Per questo ci porta una serie di esempi pratici, di studi fatti su pazienti o affetti da particolari patologie come la sindrome di Parkinson oppure da attacchi di epilessia, che supportati da particolari tecniche di meditazione e controllo del pensiero, sono riusciti a ridurre l’impatto della loro malattia sul loro corpo, limitandone anche il dolore.
"Che bella scoperta" starete pensando, i fachiri o le persone che riescono a camminare sui carboni ardenti già da tempo usano tecniche di autoipnosi o meditazione per riuscire nelle loro imprese. “Vero!”, ma in questo saggio c’è molto di più: c’è la storia di chi è riuscito a condurre una vita normale dopo un terribile ictus, che gli aveva parzialmente bloccato la parte sinistra del corpo, re-imparando a fare i gesti daccapo, proprio come un neonato. Il nostro cervello dunque è in grado di autoriprogrammarsi e di autosettarsi in modo da far tornare il corpo a compiere gesti andati perduti con la morte cerebrale di alcuni neuroni dedicati a quei movimenti. Ecco quindi che il concetto di neuroplasticità assume una valenza importante nella nostra quotidianità.
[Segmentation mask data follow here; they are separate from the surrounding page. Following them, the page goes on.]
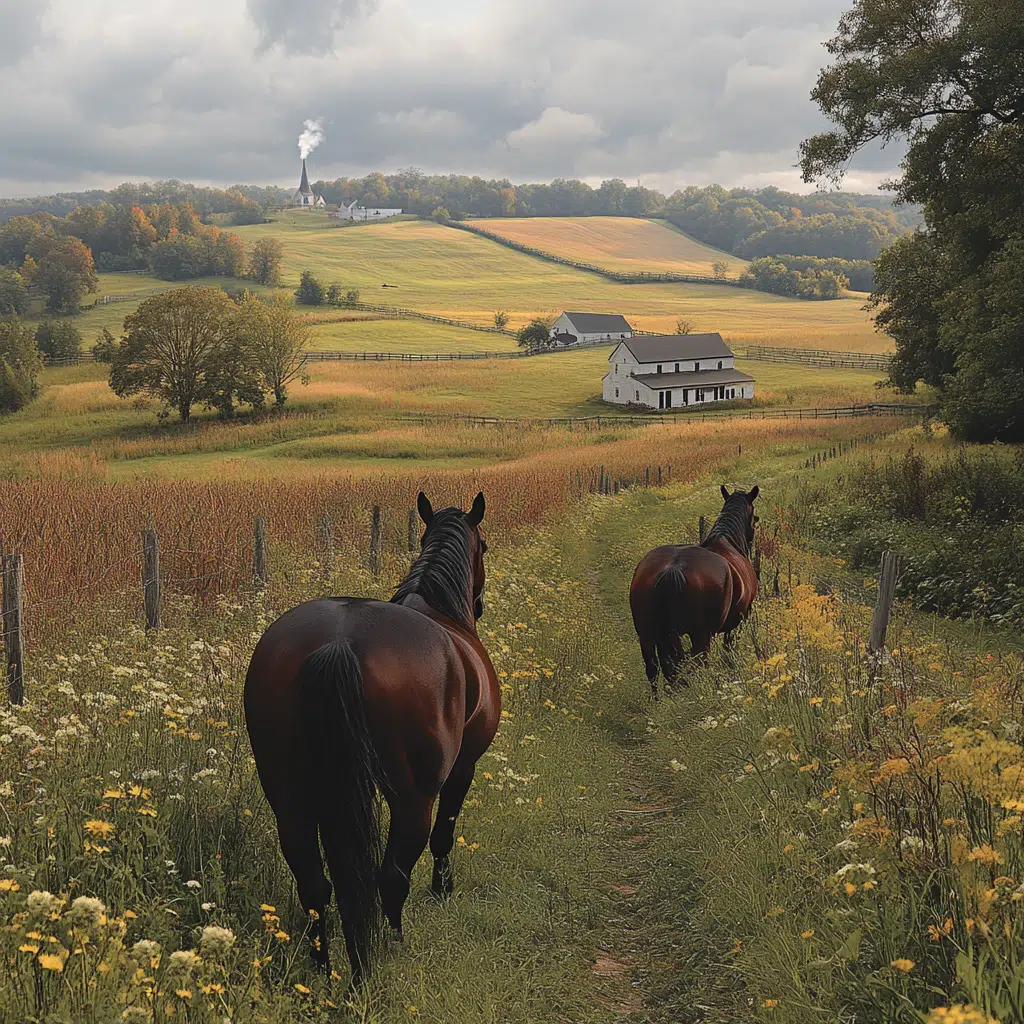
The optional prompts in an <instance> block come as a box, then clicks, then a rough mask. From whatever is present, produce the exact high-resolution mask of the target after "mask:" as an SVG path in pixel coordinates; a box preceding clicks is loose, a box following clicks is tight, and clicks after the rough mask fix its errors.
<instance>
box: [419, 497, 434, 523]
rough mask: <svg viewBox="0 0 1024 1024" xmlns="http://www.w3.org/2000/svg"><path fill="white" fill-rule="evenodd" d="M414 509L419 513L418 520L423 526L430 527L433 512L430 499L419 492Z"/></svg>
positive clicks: (432, 521)
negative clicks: (419, 513) (420, 518)
mask: <svg viewBox="0 0 1024 1024" xmlns="http://www.w3.org/2000/svg"><path fill="white" fill-rule="evenodd" d="M416 508H417V511H418V512H419V513H420V518H421V519H422V520H423V524H424V525H425V526H430V525H431V524H432V523H433V521H434V510H433V508H432V507H431V505H430V499H429V498H427V496H426V495H425V494H424V493H423V492H422V490H421V492H420V494H419V497H418V498H417V499H416Z"/></svg>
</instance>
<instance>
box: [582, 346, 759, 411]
mask: <svg viewBox="0 0 1024 1024" xmlns="http://www.w3.org/2000/svg"><path fill="white" fill-rule="evenodd" d="M608 362H609V370H608V373H607V374H606V375H605V377H604V386H603V389H602V396H603V398H604V400H605V401H610V402H613V403H615V404H618V406H645V407H647V408H648V409H680V408H686V407H690V406H703V404H707V403H709V402H714V401H729V400H731V399H733V398H753V397H754V378H753V377H751V375H750V374H744V373H742V372H741V371H739V370H737V369H736V357H735V355H734V354H733V352H732V349H731V348H729V346H728V345H726V343H725V342H724V341H723V340H722V336H721V335H720V334H659V335H641V336H639V337H638V336H634V337H631V338H628V339H626V340H624V341H622V342H620V344H617V345H616V346H615V348H614V349H613V350H612V353H611V355H609V356H608Z"/></svg>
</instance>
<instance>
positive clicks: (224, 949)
mask: <svg viewBox="0 0 1024 1024" xmlns="http://www.w3.org/2000/svg"><path fill="white" fill-rule="evenodd" d="M233 945H234V933H233V932H232V931H231V930H230V929H229V928H218V927H217V926H216V925H207V926H206V928H204V929H203V933H202V935H201V936H200V940H199V947H200V949H202V950H203V953H204V954H205V955H207V956H212V957H214V958H217V957H222V956H225V955H227V952H228V950H229V949H230V948H231V946H233Z"/></svg>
Medicina occidentale (tradizionale) e medicina orientale (cinese) non dovrebbero dunque giocare uno stupido braccio di ferro che confonde solo le idee ai pazienti, ma anzi dovrebbero supportarsi, unirsi e completarsi con un unico scopo: il benessere delle persone. Da una parte infatti ci sarebbe una limitazione dell’uso dei farmaci, con conseguente diminuzione dei loro effetti collaterali (e risparmio reale), dall’altra una stimolazione attiva del paziente, che si vedrebbe catapultato al timone del suo processo di guarigione e non in attesa del miracolo che magari non arriverà mai. Provate a pensarci. Difficilmente lo stesso farmaco agisce esattamente allo stesso modo su pazienti diversi, con storie diverse, stato d’animo diversi e approccio alla vita differente.